"The paper's done," Woollard told the Record Searchlight newspaper of Redding. "There is not going to be a school newspaper next year."
The school newspaper also ran in its June 3 edition an editorial written by editor-in-chief Connor Kennedy that defended flag burning as speech protected by the First Amendment.
Kennedy graduated last week from the high school in Redding, about 160 miles north of the state capital. He told The Associated Press he chose the topic because he had just studied flag burning in a class on government.
"I'm deeply saddened, and I find it terribly ironic a high school newspaper would be shut down for exercising free speech — particularly when the curriculum being taught was that this was free speech," Kennedy said in a phone interview Tuesday.
A press-freedom advocate said the student journalists were within their legal rights to publish the photo and editorial.
"I don't think any newspaper should ever be discontinued as punishment for things students have written, especially when what they've written about is the defense of free speech and what they have said is absolutely correct," said Terry Francke, general counsel of the nonprofit Californians Aware, which advocates for First Amendment issues.
Nevertheless, state law does not require schools to spend money on student newspapers or elective journalism classes, Francke said.

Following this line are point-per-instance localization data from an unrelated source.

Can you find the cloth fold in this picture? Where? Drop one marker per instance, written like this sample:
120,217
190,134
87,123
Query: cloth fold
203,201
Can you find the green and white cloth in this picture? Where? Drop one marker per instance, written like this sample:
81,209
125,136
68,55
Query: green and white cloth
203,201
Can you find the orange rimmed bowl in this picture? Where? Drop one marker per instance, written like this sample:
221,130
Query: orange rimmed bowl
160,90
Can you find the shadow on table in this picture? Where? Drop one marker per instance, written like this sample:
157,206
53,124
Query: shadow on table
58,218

The school principal said eliminating the paper had been an option before it published the flag photo because the school expects to get less state funding next year and needs to save money.

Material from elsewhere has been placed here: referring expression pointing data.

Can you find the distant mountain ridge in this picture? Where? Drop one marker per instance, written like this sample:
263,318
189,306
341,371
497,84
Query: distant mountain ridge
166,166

The students' decision to showcase flag burning "cements the decision" to pull funding from the newspaper, he said.
The newspaper's cover was a collage of photographs, some of which showed students in what appeared to be prom attire. Prominently displayed at the top of the collage was a photograph of a student holding a flag pole, with the American flag burning at its edge.
Woollard did not respond to a telephone call Tuesday from The Associated Press.

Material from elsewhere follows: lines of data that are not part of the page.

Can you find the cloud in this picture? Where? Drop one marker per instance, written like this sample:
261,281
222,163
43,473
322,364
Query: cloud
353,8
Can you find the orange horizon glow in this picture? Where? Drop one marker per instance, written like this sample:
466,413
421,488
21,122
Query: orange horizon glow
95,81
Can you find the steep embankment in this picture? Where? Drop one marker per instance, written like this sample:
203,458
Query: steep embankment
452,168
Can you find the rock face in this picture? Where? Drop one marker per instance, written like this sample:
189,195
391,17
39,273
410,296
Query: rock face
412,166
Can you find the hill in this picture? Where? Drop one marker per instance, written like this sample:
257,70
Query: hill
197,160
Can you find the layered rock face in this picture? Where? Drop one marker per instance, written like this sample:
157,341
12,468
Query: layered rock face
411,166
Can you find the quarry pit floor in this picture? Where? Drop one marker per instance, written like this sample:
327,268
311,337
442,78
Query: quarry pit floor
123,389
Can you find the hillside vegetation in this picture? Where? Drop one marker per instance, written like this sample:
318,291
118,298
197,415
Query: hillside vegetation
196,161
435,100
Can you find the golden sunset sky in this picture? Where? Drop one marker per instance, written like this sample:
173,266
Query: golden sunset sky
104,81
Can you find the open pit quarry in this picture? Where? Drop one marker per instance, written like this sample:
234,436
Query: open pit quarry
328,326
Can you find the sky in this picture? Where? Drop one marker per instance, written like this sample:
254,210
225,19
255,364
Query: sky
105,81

The Redding controversy is the latest example in recent years of high school and college administrators in California attempting to censure student-run newspapers or punish those who oversee them.
In Los Angeles, a high school newspaper adviser was removed after he refused to withdraw a November 2006 student editorial criticizing random searches on campus. In 2003, Novato journalism teacher Ronnie Campagna was similarly replaced when the student paper published stories critical of San Marin High School.